Sam Morse got the molds and the building rights when Heritage marine got into financial trouble. They gave some of their employees hulls and decks in lieu of pay, as I understand the history. One such former employee was still building his '22 the last time I heard from him.

The Nor’Sea 22s and many of the original FC 22s had the fiberglass liner instead of a custom interior. At hull number 18, Hokje, Sam Morse stopped using the fiberglass liner and began building the interiors of plywood,just like for the BCC.

Roger Olson, when he owned Sam Morse Co., did build one FC on spec using the liner. He was trying to keep Sam Morse Co. afloat and wanted to build a boat as inexpensively as possible. From what Roger told me, it took as much work to fit the liner as it did to build the interior of plywood, so he abandoned that approach for FCs built after that particular one (hull #35 I think). Roger was able to quickly sell that “spec” FC and keep Sam Morse Co. going.

Some of this information can be gleaned from reading back issues of the Falmouth Cutter newsletters. Some of it comes from conversation I have had with Roger Olson and many owners of FCs.

ron walton
editor: FC News

PS All of the issues of the Falmouth Cutter Newsletters are reproduced in PDF format for free download from my Falmouth Cutter website at: http://homepage.mac.com/rwsailor/fc/fc.html

In the early issues both Lyle Hess and Sam Morse contributed to the Newsletters.

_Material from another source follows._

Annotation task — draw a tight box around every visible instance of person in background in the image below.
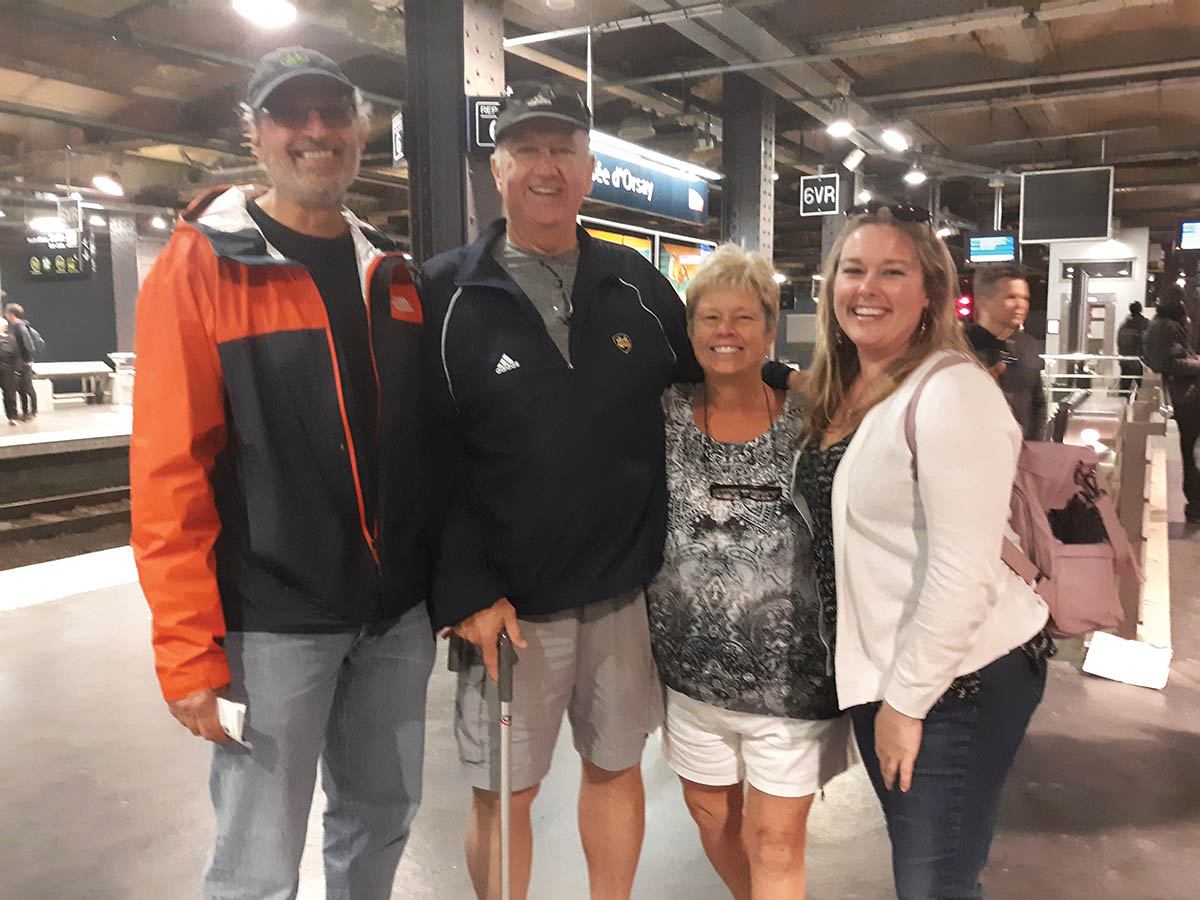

Jolly Dolphin’s HIN # is SFJFC0030580

According to Surveyor “SFJ” is manufacturer’s code for SLM “FC” is the model “003” is the hull number and “0508” is date of manufacture (May, 1980). Any one have a different first three letters on their SLM FC?

Thanks to all, glad to see I am not the only one who is confused:-)

Peace and fair winds,

Russ Andrews reacquired Jolly Dolphin, (see "Falmouth Cutter Website’s Gallery, FC #3) two or three years ago and had her restored at deRouville’s Boat Shop on Toms River last winter, as described in the RogueWave listing. DeRouville’s does excellent work and they maintain the Barnegat Bay fleet of wooden A-Cats, as well as the old sandbaggers Bear and Bull which put in appearances throughout the northeast.

I was working on my FC on a rainy Saturday morning last May when Russ and his daughter Kate left Toms River heading for Weehawken where Kate intended to liveaboard and commute into her job in NYC. Reading between the lines, it sounds as though life on the Hudson didn’t measure up to expectations and Kate has put Jolly Dolphin up for sale. One correction to an earlier post in this thread, Russ didn’t have synthetic running rigging installed, he had synthetic lifelines installed, just as I had inherited synthetic lifelines from Manny DeL., Baltimore.

For a boat which had a Morse production run of less than 40, so many of the stories interweave.